At this the mother burst into tears, and taking her hands from the baby in her lap, buried her face inh them and replied: “Oh, my dear boy, your father brought home no money; you know I had none when you went away, and I am afraid he has been taking a drop too much, for he was in one of his tempers.”

“Never mind, mother dear; look here’s my wages, as it was not quite a week my master has given me half-a-crown, instead of the full amount – three and sixpence. Lay baby down, and let us go and see if we cannot get something for dinner, only we must make hate, for the shops were nearly all shut as I came along.

“God bless my boy, come along then, Willie. I hope none of the little ones will wake while we are away.”

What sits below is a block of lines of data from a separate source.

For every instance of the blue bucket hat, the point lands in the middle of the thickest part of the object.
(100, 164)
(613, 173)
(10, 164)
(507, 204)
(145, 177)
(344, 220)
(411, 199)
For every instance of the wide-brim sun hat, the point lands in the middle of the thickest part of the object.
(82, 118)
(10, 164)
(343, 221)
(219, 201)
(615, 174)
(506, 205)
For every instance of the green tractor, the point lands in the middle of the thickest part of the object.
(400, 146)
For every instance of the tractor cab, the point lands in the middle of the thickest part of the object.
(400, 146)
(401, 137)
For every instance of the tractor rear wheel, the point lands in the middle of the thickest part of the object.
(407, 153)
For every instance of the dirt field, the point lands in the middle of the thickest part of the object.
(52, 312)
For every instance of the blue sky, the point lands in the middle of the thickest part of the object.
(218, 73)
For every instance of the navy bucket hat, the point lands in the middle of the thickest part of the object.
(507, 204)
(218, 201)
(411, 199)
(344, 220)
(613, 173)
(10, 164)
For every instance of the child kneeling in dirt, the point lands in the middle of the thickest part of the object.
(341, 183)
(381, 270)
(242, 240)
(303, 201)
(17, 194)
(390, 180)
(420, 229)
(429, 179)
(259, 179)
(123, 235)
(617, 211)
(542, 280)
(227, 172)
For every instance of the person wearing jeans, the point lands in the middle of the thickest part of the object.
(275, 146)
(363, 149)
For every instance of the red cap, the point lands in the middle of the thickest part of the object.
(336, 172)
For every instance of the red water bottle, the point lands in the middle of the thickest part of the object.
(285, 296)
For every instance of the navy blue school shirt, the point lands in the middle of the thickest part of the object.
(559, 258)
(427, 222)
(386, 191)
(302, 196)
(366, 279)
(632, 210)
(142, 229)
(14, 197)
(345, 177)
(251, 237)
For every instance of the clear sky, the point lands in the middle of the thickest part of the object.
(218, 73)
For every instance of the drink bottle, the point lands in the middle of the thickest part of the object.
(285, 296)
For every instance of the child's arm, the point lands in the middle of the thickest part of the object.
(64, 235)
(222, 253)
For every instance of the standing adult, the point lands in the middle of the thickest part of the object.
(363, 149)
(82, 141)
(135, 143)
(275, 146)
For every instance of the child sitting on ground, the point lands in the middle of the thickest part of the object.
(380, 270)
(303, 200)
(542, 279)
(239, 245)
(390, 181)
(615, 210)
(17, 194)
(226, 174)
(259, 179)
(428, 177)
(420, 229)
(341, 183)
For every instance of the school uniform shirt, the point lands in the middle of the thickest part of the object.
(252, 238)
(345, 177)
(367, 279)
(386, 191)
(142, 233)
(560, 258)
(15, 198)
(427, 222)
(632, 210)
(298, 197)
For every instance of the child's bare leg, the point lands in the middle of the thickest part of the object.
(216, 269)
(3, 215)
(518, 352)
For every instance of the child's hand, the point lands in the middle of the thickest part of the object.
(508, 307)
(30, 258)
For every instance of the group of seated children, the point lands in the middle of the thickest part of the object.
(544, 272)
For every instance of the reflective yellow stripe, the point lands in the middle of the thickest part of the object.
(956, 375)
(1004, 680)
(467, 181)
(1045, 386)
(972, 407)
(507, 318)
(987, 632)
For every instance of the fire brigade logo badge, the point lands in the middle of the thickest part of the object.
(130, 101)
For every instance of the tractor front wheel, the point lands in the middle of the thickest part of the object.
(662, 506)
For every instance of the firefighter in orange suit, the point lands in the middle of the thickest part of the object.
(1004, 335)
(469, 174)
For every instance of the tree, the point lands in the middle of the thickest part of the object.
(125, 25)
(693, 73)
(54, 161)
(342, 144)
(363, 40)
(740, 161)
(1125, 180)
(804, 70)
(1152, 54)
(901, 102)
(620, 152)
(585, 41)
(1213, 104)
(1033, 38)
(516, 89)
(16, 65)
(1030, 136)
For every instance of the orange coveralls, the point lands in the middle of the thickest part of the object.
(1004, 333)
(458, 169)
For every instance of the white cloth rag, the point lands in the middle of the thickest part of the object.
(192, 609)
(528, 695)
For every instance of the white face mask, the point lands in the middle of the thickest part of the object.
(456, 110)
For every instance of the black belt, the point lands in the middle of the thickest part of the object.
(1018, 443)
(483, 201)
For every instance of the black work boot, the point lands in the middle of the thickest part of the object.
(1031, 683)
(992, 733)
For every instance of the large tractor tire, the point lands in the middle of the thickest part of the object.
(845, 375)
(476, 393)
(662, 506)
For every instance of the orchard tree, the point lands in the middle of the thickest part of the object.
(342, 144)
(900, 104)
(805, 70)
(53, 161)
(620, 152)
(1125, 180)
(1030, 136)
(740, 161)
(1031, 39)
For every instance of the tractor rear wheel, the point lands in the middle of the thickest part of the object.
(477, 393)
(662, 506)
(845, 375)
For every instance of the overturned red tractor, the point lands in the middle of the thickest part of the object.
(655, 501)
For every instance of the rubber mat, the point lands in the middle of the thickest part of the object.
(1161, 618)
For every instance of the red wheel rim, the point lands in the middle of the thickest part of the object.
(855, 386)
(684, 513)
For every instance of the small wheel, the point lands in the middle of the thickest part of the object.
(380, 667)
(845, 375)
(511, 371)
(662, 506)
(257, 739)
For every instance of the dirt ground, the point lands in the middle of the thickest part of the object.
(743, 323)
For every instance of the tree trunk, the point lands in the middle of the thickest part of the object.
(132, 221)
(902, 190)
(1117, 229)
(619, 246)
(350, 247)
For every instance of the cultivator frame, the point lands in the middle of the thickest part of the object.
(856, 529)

“Not they mother; we shan’t be long.”

And they went out, and in spite of the hour managed in providing something for breakfast and dinner, not forgetting a plum pudding, the richness of which was not at all likely to upset the stomachs or interfere with the digestive organs of those who ate it. By the time they returned with their purchases the shops were all closed, and near the house were the “waits” playing a carol:

“God rest ye merry gentlemen,
Let nothing you dismay.”

It was not Christmas morning, the anniversary of the Divine Message to mankind delivered by the angels: “Peace on earth, goodwill towards men.”And in the great city of London at that time I doubt if there were two happier hearts, or two more filled with love than this mother and son, the mother that her boy, little more than a child, should be the means of lifting, by ever so little, the dark cloud of want, nay, almost despair, which almost overwhelmed her on contemplating the dread possibility of her five little ones actually suffering the pangs of hunger, through the inability of her husband and their father to supply them with the necessaries of life. Late as it was, they sat building castles in the air, the lamp of the street poured its friendly beams through the window, and the boy spoke earnestly of what he would do for his mother when he got on, and the fine things he would buy for his little sister Mary, and if father didn’t do better why they’d leave him, and have a home where he couldn’t come in his mad tamper and smash what few things they had. All this and more he promised her, in spite of her protests against his proposed desertion of his father, reminding him that with all his faults he was still his father, and entitled to his love all the more from his failings.

In less than four years that loving mother was laid to rest in a London cemetery, freed at last from a dire struggle to keep want and poverty from her children, and with her last breath she entrusted the care of her children to her Willie, telling him to look after them as she was sure there was a hard life in front of them after her departure; and if the happy idea is true, that the spirits of the departed watch over their dear ones from the heavenly abodes, she will know that her favourite child has striven to fulfil her dying commands, and the family of helpless little ones she left behind are now – those that are left – fathers and mothers of families of their own, but whose children, born and reared on the sunny shores of South Africa, are happily strangers to the troubles and toils which attended their progenitors on that memorable Christmas in the old country.